痛みがやってくると、腕を触れただけでも激痛です。就寝前であれば痛みで寝ることもできないほどです。

見分け方は、慢性的か発作的かでしか判断できませんが、整形外科でレントゲンを行えば一発で判断ができます

四十肩や五十肩と勘違いしてマッサージを行っても治りません。

適切な専門医の診断のもと、適切な治療を受けなければいけません。

ただ、石灰性腱炎の方が治療期間が短く治りやすいのが救いとなります。

腱板断裂

腱板断裂(けんばんだんれつ)です。

こちらも年齢的にも50代ぐらいの人が多く、痛みが肩から腕にかけて起こるので勘違いしやすいのです。
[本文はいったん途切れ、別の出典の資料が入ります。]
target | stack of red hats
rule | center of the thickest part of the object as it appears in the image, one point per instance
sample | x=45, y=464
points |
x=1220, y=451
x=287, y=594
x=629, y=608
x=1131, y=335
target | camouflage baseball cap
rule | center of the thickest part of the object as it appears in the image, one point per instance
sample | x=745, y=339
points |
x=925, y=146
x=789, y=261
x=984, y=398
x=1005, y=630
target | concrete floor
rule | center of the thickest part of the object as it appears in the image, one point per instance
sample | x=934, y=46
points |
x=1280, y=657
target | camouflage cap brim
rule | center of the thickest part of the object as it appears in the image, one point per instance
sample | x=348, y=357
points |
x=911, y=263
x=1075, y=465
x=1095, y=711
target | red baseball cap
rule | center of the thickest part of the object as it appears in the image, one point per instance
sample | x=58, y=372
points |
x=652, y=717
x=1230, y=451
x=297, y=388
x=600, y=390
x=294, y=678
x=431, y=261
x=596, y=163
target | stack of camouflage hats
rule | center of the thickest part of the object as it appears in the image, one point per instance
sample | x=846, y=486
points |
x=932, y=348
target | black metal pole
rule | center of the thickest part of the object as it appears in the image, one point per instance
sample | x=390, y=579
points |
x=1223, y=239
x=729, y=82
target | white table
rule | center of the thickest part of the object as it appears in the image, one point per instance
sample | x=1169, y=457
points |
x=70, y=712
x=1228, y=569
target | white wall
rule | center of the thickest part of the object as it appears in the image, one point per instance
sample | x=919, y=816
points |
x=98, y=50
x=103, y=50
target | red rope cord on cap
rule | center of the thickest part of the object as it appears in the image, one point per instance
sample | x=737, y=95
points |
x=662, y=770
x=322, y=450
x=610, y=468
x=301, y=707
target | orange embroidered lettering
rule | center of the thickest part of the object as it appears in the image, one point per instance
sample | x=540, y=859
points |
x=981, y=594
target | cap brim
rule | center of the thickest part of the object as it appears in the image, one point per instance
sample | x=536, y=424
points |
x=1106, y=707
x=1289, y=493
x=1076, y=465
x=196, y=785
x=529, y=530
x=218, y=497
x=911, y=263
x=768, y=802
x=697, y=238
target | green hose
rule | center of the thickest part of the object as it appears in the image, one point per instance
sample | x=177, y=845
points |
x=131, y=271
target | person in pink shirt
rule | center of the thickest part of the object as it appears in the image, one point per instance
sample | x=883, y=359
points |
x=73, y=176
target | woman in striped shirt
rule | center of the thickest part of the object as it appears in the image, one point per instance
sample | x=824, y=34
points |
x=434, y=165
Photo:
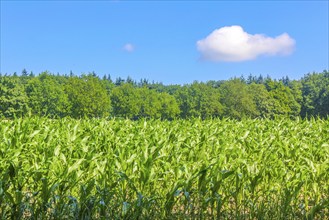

四十肩や五十肩との見分け方は、暮らしや仕事で判断ができます。

こちらの腱板断裂は、手を上げて動作が多い仕事(主に肉体労働)です。

四十肩や五十肩との逆で、腕や肩を使いすぎて起こる症状です。

症状は、腱が切れているので腕を上げ始める段階できます。

また、動作がスムーズにいかず、何か引っかかったような違和感があるのも特徴です。

こちらも整形外科でレントゲンを行えば一発で診断ができます。

こちらを勘違いして、四十肩や五十肩に効くマッサージを行っても逆効果で悪化してしまうだけです。

さいごに


肩の痛みや病気を詳しく知っている一般人はいません。

また、四十肩や五十肩は誰でも知っている症状のために勘違いが起こりやすいものです。

私の身近であった例を挙げます。

職業柄、トラックの乗務員さんとたくさん関わるのですが、とあるドライバーの話です。

長距離ドライバーの方で50代です、肩が痛くて五十肩と言っていました。

その方の積荷は米(1つ30キロ)を400個ほど手積み手降ろしを行うそうです。米12トンを手でトラックに積み上げるという激務です。

この方は2通りの疑いがあるのです。

  • 長距離の運転、同じ姿勢でいる時間が長いため五十肩
  • 米12トンを手でトラックに積み上げるため腱板断裂

本人は五十肩と言っていましたが、診断は腱板断裂でした(笑

このように、四十肩や五十肩と勘違いして放置しているケースも多いのです。

それに、日常生活に大きく支障がでる症状にも関わらず、四十肩や五十肩は軽くみられがちです。

自身だけでなく、まわりでも勘違いしてる人や放置している人は結構多くて驚きます。

やんわりと教えてあげて下さい。